Curriculum and Ablation: Hybrid objectives (SpacTor) demonstrate faster convergence only if the additional losses are phased out after a curriculum period. Excessive adversarial noise (strong generators in RTD) degrade span-recovery if carried into late-stage training (Ye et al., 24 Jan 2024).

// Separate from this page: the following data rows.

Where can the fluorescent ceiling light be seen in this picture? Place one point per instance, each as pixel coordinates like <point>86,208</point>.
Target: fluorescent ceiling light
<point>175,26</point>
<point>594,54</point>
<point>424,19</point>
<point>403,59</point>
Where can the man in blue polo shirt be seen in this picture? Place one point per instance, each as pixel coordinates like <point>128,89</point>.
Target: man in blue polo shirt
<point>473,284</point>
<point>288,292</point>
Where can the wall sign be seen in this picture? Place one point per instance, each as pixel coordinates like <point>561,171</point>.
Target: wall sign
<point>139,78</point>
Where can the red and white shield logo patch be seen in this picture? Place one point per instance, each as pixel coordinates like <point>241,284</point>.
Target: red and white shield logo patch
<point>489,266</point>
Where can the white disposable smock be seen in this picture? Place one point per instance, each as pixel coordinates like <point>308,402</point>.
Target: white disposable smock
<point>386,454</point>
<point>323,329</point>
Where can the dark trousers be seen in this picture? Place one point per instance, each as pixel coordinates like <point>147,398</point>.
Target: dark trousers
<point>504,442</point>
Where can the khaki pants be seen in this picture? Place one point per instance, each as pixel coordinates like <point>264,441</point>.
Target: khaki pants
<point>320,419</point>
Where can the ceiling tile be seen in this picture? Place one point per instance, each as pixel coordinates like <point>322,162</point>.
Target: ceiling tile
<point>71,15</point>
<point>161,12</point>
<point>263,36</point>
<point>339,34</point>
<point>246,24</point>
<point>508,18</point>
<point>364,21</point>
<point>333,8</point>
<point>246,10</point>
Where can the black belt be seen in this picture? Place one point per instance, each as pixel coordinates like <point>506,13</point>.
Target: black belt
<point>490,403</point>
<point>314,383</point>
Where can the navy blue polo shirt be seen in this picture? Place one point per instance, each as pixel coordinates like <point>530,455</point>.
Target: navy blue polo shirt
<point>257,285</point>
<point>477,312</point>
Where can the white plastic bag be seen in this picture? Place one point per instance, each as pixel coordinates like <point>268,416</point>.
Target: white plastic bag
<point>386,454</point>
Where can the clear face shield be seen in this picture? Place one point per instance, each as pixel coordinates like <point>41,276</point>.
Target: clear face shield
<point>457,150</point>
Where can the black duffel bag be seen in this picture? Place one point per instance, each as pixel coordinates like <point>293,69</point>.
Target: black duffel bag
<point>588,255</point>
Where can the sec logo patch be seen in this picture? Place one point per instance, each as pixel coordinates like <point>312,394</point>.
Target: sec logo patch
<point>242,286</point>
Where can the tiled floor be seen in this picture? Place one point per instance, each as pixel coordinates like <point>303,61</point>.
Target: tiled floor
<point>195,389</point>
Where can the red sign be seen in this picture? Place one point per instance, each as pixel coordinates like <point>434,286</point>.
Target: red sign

7. Extensions and Future Directions

Span-corruption as a pretraining principle is actively evolving:

Learned or Task-Driven Span Selection: Rather than static distributions, masking could be adaptively learned (e.g., via co-occurrence statistics or PMI for salient spans), and task-driven maskings (e.g., domain-specific entities) have begun to emerge (Cole et al., 2023).
Domain Adaptation: Salient span approaches may generalize to scientific, medical, or retrieval contexts by targeting high-information spans relevant to the target application (Cole et al., 2023).
Structural and Multi-Task Generalization: GLM demonstrates that span-corruption with blank infilling and two-dimensional positional encoding can serve simultaneously as NLU, seq2seq, and pure LM pretraining objectives, unified by a single model (Du et al., 2021).
Open Problems: Best practices for mask ratio, span length, and hybrid curriculum design remain open, with empirical evidence favoring non-uniform and structure-aware strategies.

A plausible implication is that span-corruption pretraining will remain a core ingredient in both general-domain and domain-adapted LMs, offering a flexible interface for combining self-supervised learning, structure-awareness, and task-adaptivity.